Off topic, but Diet Mt. Dew and any flavor of blue Kool-Aid packet will also be a dead ringer for anti freeze, though much, much tastier. And vodka as desired.
…and Mr. Pibb and tranya is called a Mister Spock.
PS – I can’t let a rare Dr. Pepper reference go without mentioning the following off-topic joke:
-Why does Dr. Pepper come in a bottle?
-Because his wife died.
I might have more confidence if the seller actually specified the canning method used.
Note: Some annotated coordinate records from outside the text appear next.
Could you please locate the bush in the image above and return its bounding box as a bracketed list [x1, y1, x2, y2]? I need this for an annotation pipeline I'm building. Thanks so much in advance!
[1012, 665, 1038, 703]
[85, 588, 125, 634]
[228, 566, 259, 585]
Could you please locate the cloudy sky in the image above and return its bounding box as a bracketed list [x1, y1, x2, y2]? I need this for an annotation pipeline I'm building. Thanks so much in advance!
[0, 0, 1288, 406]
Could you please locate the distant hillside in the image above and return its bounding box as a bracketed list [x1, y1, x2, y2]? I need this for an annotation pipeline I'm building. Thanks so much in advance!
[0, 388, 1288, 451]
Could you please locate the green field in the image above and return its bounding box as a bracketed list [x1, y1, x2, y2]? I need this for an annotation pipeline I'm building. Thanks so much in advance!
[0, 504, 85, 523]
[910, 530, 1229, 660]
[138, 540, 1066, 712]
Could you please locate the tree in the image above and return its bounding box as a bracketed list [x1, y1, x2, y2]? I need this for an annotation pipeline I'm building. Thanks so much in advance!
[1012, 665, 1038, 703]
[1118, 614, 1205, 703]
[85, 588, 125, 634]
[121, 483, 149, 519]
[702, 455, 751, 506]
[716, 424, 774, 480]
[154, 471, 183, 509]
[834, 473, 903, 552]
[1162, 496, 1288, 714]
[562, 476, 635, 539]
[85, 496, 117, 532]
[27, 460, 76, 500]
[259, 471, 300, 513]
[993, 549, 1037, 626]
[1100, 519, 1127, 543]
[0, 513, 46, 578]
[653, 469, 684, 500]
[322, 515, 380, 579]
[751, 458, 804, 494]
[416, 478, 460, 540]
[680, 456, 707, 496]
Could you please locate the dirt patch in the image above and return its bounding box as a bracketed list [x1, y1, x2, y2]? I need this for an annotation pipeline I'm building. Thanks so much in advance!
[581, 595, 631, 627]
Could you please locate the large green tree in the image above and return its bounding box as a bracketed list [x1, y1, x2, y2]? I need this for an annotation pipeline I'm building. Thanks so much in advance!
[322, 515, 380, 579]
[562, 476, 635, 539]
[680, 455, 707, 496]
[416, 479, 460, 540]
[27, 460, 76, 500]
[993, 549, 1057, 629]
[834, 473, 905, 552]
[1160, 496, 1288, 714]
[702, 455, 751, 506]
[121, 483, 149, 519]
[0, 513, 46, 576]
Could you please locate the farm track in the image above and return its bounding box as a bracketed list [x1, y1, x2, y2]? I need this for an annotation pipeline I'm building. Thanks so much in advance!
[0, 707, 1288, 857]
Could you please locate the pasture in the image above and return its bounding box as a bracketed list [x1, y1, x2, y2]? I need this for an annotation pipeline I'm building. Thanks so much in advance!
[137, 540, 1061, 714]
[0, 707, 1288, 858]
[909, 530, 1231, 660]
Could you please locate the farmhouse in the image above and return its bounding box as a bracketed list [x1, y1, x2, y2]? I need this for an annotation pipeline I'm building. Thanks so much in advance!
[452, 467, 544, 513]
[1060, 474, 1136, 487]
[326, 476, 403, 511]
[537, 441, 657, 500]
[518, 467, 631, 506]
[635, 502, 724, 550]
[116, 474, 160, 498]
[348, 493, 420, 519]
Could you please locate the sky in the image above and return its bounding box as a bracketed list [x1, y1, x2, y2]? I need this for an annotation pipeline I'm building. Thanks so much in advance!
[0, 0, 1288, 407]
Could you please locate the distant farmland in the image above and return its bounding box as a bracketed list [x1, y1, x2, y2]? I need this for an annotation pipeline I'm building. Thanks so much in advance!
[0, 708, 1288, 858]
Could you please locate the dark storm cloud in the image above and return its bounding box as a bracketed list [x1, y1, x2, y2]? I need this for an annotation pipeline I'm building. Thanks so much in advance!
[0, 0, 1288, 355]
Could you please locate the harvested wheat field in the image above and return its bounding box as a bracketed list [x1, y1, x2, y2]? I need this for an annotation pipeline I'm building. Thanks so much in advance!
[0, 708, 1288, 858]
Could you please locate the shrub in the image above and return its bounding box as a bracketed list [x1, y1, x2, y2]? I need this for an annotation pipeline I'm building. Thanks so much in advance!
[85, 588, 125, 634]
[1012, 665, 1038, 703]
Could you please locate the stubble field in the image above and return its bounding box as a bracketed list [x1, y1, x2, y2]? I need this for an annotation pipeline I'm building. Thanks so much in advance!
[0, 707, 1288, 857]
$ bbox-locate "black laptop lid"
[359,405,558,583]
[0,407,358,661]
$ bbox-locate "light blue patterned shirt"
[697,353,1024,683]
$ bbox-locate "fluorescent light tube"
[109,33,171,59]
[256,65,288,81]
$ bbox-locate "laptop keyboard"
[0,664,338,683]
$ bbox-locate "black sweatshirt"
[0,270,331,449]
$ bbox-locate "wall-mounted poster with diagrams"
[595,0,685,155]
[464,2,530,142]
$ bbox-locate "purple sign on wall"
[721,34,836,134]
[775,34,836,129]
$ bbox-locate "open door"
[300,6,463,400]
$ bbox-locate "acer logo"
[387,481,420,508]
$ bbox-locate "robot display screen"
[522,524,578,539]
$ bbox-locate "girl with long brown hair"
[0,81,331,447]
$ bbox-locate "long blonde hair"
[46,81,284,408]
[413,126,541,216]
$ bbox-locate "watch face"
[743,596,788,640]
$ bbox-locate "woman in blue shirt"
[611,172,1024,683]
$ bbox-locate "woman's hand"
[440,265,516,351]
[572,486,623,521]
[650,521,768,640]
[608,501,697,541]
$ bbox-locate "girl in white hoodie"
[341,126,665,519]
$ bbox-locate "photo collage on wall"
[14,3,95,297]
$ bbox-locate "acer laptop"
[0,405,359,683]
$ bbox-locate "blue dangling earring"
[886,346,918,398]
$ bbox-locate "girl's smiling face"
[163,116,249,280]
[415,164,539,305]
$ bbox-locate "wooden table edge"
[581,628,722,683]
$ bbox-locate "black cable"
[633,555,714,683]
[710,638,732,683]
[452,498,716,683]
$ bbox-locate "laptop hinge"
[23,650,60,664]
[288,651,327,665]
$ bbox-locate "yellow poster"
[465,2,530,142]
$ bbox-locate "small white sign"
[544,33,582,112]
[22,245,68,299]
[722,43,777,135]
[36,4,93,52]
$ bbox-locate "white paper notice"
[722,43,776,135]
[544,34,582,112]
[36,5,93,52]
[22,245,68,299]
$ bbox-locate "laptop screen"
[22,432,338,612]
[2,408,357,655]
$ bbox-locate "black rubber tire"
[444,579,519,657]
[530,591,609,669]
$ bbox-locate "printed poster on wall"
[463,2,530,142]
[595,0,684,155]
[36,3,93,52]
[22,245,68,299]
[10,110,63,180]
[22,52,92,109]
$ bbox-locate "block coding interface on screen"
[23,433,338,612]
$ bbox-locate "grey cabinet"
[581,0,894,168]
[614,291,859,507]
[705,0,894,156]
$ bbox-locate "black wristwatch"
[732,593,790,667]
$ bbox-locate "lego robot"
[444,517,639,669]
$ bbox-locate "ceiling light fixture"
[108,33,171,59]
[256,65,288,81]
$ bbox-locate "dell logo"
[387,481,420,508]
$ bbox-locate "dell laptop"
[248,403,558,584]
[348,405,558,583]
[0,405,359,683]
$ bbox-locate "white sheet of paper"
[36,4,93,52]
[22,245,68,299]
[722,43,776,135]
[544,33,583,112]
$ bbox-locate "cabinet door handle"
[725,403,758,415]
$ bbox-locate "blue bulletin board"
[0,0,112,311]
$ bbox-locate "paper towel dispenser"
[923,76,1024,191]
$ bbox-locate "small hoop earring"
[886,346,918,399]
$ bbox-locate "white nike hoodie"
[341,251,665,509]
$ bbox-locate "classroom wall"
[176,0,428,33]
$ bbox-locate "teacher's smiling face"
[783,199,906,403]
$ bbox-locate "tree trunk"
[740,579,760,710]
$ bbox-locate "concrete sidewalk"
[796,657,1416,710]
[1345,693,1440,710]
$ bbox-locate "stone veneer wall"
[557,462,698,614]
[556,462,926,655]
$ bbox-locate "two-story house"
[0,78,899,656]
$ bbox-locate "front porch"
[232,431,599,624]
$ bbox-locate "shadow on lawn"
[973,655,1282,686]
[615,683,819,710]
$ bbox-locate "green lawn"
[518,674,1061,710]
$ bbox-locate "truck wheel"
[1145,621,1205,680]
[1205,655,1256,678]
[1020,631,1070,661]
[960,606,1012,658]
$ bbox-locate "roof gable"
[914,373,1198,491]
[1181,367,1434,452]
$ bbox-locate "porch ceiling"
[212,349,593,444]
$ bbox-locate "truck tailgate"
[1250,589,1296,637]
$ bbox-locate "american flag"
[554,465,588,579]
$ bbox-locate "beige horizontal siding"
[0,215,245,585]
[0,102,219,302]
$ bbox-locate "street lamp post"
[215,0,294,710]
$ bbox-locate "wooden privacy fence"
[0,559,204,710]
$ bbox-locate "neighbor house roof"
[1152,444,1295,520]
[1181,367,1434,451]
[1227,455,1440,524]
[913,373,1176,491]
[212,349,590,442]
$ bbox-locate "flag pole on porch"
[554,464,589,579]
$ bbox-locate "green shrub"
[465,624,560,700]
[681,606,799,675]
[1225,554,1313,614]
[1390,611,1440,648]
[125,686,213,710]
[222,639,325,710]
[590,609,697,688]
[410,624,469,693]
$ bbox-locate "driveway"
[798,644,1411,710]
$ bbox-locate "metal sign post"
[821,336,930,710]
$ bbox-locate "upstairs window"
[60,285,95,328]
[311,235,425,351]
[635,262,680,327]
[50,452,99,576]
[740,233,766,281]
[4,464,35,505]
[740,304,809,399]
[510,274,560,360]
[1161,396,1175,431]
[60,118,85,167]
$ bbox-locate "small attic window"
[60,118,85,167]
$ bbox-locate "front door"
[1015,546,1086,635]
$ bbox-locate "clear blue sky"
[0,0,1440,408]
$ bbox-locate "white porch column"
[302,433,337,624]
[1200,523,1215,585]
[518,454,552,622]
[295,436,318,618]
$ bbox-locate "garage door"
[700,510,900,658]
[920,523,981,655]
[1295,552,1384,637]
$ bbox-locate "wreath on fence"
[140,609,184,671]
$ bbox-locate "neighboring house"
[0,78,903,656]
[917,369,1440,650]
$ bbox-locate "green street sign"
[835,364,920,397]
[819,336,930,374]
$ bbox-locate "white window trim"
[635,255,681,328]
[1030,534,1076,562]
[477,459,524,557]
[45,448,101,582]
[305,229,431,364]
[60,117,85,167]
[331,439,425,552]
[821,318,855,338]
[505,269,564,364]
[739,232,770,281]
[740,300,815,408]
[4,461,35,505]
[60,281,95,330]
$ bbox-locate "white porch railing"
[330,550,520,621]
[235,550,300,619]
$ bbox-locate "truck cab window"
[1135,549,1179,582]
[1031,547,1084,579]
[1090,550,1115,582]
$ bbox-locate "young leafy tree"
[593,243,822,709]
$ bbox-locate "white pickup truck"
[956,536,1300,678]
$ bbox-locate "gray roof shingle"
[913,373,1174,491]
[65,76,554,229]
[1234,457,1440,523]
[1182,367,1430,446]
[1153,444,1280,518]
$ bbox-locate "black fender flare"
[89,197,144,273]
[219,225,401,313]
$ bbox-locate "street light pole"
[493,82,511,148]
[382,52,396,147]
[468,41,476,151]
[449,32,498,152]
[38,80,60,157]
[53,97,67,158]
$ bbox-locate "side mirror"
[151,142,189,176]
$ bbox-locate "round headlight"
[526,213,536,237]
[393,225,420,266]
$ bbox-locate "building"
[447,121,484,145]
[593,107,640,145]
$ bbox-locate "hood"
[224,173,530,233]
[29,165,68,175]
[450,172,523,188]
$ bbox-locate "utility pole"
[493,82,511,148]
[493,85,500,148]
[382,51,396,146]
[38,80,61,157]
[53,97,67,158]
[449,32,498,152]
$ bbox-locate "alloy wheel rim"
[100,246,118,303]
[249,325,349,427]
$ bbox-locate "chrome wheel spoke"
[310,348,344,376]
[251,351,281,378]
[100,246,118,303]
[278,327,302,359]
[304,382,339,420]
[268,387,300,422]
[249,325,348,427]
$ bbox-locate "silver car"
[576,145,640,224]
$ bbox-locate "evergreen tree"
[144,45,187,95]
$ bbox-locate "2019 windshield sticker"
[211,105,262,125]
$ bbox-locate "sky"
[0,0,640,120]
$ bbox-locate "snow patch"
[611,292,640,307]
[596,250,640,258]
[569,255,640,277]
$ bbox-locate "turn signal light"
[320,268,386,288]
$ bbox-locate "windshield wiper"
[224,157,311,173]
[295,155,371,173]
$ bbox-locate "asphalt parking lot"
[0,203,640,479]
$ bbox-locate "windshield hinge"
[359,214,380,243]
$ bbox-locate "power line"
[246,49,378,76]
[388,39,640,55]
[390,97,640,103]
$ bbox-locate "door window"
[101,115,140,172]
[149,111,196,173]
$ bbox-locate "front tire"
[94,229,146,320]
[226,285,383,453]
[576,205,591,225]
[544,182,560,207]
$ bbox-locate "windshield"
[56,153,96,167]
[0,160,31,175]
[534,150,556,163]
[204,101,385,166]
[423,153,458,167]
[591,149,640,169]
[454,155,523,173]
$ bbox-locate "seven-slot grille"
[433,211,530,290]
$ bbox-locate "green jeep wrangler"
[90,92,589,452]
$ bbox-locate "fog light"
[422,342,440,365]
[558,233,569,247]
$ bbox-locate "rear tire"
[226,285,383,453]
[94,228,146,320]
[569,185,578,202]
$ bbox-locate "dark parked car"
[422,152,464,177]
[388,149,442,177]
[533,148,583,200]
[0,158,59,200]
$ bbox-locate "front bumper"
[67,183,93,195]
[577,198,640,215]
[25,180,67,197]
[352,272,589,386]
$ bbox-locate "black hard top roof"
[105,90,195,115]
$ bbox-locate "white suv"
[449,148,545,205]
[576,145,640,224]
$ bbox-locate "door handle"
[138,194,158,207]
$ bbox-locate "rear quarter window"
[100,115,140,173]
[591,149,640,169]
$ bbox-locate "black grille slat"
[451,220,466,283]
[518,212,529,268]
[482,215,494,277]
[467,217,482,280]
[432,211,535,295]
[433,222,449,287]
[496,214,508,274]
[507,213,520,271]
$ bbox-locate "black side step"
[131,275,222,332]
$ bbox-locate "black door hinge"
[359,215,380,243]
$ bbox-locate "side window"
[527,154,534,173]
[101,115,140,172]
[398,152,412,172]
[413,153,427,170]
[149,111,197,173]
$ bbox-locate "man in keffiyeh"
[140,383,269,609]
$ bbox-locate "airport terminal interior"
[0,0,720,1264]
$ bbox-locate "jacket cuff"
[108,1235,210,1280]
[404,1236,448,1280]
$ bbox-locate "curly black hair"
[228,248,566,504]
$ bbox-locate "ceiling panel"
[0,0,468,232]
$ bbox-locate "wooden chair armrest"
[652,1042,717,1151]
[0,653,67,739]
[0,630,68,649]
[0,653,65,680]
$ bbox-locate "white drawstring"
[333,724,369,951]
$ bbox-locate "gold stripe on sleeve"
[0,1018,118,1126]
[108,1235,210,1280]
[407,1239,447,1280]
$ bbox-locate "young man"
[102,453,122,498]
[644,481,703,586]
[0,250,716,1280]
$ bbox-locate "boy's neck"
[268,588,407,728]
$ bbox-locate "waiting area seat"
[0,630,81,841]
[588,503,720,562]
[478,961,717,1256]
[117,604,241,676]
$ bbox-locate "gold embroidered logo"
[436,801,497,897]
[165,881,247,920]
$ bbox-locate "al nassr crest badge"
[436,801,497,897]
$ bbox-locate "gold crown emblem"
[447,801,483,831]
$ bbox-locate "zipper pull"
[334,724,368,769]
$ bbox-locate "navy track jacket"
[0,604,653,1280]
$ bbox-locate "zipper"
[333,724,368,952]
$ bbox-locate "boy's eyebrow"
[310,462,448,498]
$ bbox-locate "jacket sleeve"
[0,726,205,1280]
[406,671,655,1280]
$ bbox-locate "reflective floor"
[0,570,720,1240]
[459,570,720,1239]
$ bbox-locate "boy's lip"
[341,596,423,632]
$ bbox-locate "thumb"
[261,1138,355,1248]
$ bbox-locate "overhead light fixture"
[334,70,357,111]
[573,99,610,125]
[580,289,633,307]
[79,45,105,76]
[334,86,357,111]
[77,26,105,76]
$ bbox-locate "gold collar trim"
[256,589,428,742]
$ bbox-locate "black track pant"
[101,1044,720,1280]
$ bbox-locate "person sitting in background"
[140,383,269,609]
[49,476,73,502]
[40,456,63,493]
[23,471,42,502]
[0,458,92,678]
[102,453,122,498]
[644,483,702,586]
That should be required information, because there actually are people out there who still think that the inversion method is sufficient.
I’m gonna use that recipe, add vodka, and make jello shots so I can achieve the perfect sugar-caffeine-alcohol-horse hoof delivery system and can finally stop cooking up meth.
So that’s where those robin’s eggs went! I was going to give them names, raise them, kill them, and sell them in jars on etsy. I was considering using the blood for painting as well.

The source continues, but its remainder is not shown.